GENEVA -- The International Committee of the Red Cross announced plans Thursday to more than double its budget to feed starving Somalis, particularly thousands of children suffering from a confluence of drought, violence and internal politics.

The group says the malnutrition rate among children under the age of 5 is now above 20 percent -- and climbing.

At an impromptu news conference, ICRC President Jakob Kellenberger appealed to donors for $86 million to help a further 1.1 million people in famine-affected parts of "ever more desperate" Somalia, which would bring its budget for Somalia to 120 million francs this year.

He said the Geneva-based ICRC recently completed delivery of food and medical aid for 162,000 people in central and southern Somalia, the first large-scale distribution in the region since the start of the year -- and "by far the largest humanitarian operation" the group is now undertaking.

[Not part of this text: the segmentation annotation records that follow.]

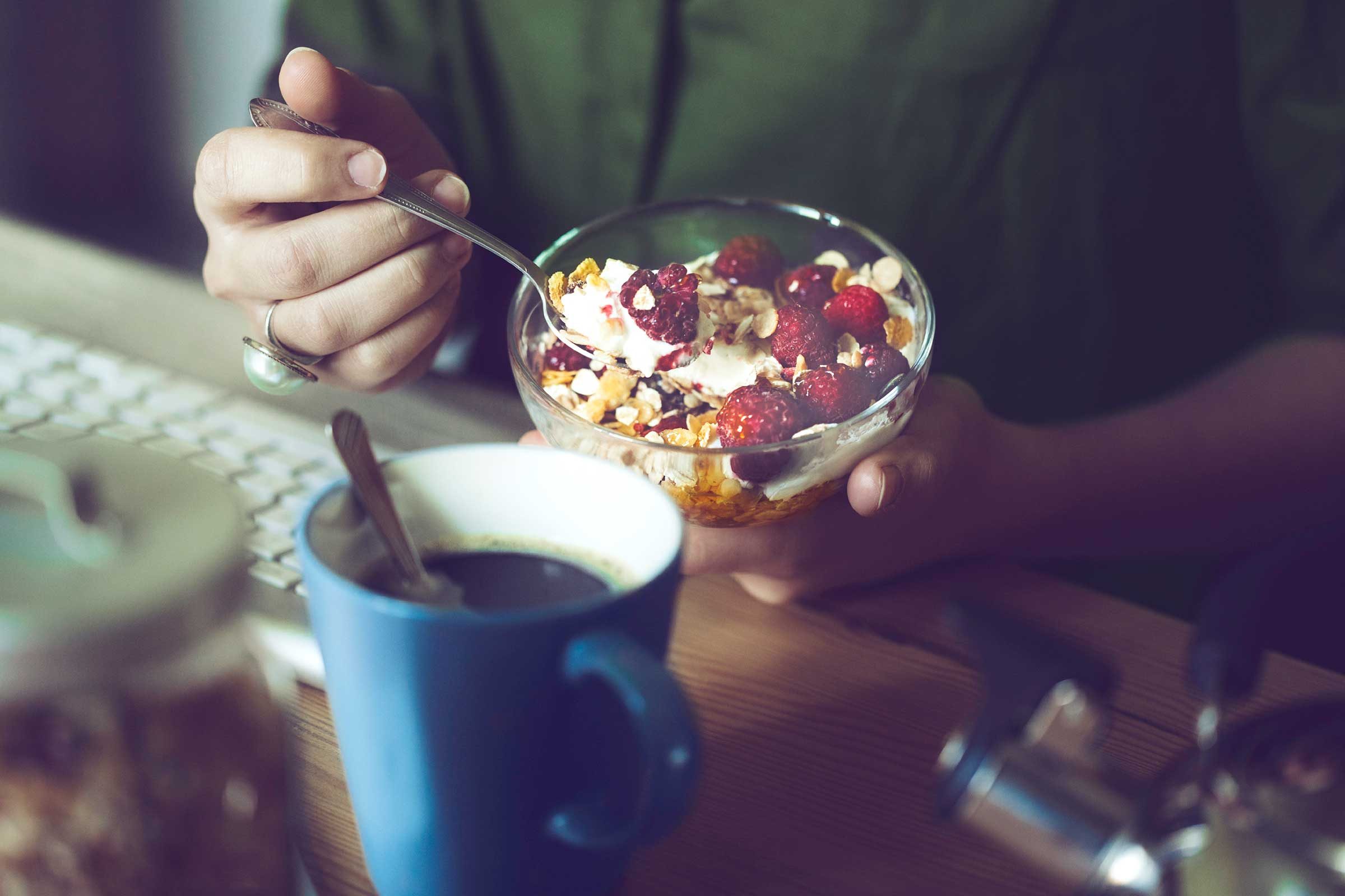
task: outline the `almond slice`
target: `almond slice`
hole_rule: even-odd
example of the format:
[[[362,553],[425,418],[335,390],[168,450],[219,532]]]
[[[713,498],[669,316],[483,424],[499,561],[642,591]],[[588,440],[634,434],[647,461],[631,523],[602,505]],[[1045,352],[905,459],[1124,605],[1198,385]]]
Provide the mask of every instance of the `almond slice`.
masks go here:
[[[701,427],[714,426],[714,420],[718,419],[718,411],[706,411],[705,414],[689,414],[686,418],[686,427],[693,433],[699,433]]]
[[[890,293],[901,282],[901,262],[892,255],[884,255],[873,262],[873,287],[880,293]]]
[[[741,321],[738,321],[737,329],[733,330],[733,340],[732,340],[733,343],[737,343],[744,336],[746,336],[748,330],[752,329],[753,320],[756,320],[756,314],[748,314]]]
[[[752,316],[752,333],[757,339],[769,339],[780,322],[780,314],[773,308],[764,308]]]
[[[635,297],[631,300],[631,306],[640,312],[647,312],[654,308],[654,292],[648,286],[640,286],[636,290]]]
[[[578,407],[574,412],[582,416],[589,423],[601,423],[603,418],[607,416],[607,404],[596,398],[590,398]]]
[[[590,369],[576,371],[574,379],[570,380],[570,388],[584,396],[597,392],[597,375]]]
[[[882,325],[882,332],[888,337],[888,345],[897,351],[905,348],[911,337],[915,336],[915,328],[905,317],[889,317]]]
[[[695,437],[691,435],[691,430],[663,430],[663,442],[667,445],[678,445],[681,447],[691,447],[695,445]]]
[[[561,310],[561,297],[565,296],[565,274],[561,271],[551,274],[550,279],[546,281],[546,292],[550,294],[555,310]]]
[[[635,399],[639,402],[644,402],[655,411],[663,410],[663,394],[659,392],[656,388],[650,388],[648,386],[644,386],[643,383],[639,386],[639,388],[635,390]]]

The United Nations has said tens of thousands of people have died in the drought, the worst in Somalia in 60 years, and 640,000 Somali children are acutely malnourished, a statistic that suggests the death toll of small children will rise.

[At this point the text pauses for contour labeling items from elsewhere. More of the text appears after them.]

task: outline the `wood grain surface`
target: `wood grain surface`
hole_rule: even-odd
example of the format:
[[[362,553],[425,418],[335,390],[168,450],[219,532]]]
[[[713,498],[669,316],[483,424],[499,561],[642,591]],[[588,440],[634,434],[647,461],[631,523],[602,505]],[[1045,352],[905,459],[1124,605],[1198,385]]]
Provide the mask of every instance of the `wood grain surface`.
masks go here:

Kellenberger said he had no independent figures on the death toll and did not want to comment on others' statistics. When asked about U.S. estimates that the drought and famine in Somalia have killed more than 29,000 children under the age of 5, he told The Associated Press, "If that is correct, then it is extremely shocking."

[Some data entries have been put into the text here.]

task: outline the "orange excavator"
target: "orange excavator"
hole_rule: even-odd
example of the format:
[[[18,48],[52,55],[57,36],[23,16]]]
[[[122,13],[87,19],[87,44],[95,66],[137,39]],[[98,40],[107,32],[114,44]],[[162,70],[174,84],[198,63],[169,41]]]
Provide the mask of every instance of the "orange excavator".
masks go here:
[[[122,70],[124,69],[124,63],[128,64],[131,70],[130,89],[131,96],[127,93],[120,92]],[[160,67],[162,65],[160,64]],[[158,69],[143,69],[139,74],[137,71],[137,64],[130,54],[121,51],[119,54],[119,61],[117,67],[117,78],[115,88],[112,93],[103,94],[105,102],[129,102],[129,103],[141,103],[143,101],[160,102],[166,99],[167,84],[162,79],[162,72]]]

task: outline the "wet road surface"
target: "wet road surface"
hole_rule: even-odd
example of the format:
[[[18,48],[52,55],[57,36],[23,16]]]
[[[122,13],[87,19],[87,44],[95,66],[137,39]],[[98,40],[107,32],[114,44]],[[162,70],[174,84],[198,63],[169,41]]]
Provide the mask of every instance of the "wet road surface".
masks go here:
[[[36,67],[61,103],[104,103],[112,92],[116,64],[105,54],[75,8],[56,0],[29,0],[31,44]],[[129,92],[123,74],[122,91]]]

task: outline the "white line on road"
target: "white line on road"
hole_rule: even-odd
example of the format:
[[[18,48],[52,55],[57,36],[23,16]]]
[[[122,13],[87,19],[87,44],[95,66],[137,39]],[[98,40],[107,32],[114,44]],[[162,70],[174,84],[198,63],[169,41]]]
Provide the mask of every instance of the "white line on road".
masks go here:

Nancy Lindborg, an assistant administrator of the U.S. Agency for International Development, provided the estimate to a congressional committee in Washington, based on surveys by the U.S. Centers for Disease Control and Prevention.

Kellenberger said the Red Cross is talking with "drought committees" set up by Al Qaeda-linked militants who control much of the country's desperate regions, but said it hasn't paid any money or made other concessions to the Al-Shabab Islamist insurgents.

Al-Shabab has denied a famine is taking place and won't give access to the World Food Program, the world's biggest provider of food aid. Kellenberger said his group's two decades of experience in Somalia helped it gain cooperation.

Tens of thousands of refugees have been fleeing south-central Somalia to get food at camps in Ethiopia, Kenya and in Mogadishu, the Somali capital.